MMP10 degradomics in keratinocytes

Matrix metalloproteinases (MMPs) are important players in skin homeostasis, wound repair, and in the pathogenesis of skin cancer. One member – MMP10 – is specifically expressed in wound keratinocytes and in epithelial cancer cells, but its function is unclear and epidermal substrates are poorly characterized. To unravel the role of MMP10 in the skin, we employed Terminal Amine Isotopic Labeling of Substrates (TAILS), an iTRAQ-based quantitative proteomics technique for the discovery of protease substrates and their cleavage sites, to monitor MMP10-dependent proteolysis over time in secretomes from keratinocytes. By time-resolved abundance clustering of neo-N termini we revealed a cleavage site specificity preference of MMP10 for glutamate in the P1 position and identified the α6 integrin subunit, cysteine-rich angiogenic inducer 61 and dermokine as novel MMP10 substrates. Moreover, we confirmed the same MMP10-dependent processing of dermokine in vivo by TAILS analysis of epidermis from transgenic mice that overexpress a constitutively active mutant of MMP10 in basal keratinocytes. Since these substrates have been associated with cell adhesion, differentiation and senescence, MMP10 might contribute to modulation of these processes during skin repair.

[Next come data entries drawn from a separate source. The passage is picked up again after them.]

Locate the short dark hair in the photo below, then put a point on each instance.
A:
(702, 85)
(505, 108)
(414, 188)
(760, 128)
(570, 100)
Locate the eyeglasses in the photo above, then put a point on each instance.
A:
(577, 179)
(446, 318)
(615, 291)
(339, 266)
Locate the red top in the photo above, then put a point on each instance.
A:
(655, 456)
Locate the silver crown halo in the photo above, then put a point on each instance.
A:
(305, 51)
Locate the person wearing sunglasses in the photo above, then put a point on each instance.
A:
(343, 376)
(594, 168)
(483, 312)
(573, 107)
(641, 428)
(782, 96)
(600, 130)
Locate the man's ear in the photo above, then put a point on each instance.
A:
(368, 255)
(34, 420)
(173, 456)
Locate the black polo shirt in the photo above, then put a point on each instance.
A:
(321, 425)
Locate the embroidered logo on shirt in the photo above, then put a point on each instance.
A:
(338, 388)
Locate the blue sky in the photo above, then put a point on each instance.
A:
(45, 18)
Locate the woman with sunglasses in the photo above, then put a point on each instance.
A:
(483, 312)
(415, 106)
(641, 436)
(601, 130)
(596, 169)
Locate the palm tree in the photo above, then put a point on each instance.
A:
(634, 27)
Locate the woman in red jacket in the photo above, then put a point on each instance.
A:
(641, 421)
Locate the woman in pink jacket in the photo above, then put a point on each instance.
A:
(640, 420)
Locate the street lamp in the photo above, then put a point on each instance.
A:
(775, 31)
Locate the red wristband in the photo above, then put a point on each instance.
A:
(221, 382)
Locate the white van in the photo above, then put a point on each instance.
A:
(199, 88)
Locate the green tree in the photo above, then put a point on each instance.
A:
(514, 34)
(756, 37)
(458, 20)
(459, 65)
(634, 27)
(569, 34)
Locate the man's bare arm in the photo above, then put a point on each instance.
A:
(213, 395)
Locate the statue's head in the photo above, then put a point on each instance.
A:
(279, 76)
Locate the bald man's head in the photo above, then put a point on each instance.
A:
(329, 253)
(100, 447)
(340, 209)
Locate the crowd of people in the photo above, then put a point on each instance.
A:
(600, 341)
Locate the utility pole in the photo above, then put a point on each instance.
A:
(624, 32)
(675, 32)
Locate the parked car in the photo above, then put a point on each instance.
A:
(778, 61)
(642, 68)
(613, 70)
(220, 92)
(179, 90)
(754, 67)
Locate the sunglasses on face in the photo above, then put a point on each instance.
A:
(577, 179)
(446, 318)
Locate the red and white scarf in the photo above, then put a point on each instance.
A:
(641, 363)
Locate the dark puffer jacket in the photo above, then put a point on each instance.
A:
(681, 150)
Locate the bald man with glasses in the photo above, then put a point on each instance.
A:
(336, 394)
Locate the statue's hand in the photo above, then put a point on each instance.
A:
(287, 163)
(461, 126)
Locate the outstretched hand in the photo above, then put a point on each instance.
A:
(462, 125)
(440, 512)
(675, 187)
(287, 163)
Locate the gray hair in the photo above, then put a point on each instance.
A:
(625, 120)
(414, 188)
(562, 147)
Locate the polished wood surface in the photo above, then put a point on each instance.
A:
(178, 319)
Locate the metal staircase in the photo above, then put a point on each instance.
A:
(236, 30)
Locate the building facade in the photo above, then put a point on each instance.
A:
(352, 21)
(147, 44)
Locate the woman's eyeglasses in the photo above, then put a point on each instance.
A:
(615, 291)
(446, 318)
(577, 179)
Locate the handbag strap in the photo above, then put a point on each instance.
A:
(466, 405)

基质金属蛋白酶（Matrix metalloproteinases, MMPs）是参与皮肤稳态、伤口修复及皮肤癌发病机制的重要调控因子。其中一员——基质金属蛋白酶10（MMP10）——可特异性表达于伤口角质形成细胞与上皮癌细胞中，但其具体功能尚未明确，表皮相关底物的特征也未被充分解析。为阐明MMP10在皮肤中的作用，本研究采用了底物末端胺同位素标记（Terminal Amine Isotopic Labeling of Substrates, TAILS）技术：该技术是一种基于iTRAQ的定量蛋白质组学方法，用于挖掘蛋白酶底物及其切割位点，借此对角质形成细胞分泌组中MMP10介导的蛋白水解过程进行时序监测。通过对新N末端进行时间分辨率的丰度聚类分析，我们揭示了MMP10在P1位偏好谷氨酸的切割位点特异性，并鉴定出α6整合素亚基、富半胱氨酸血管生成诱导因子61（cysteine-rich angiogenic inducer 61）以及真皮调蛋白（dermokine）作为新型MMP10底物。此外，我们通过对在基底角质形成细胞中过表达组成型激活MMP10突变体的转基因小鼠表皮开展TAILS分析，在体内验证了MMP10对真皮调蛋白的上述切割加工过程。鉴于上述底物均与细胞黏附、细胞分化及细胞衰老相关，MMP10可能在皮肤修复过程中参与调控上述生物学进程。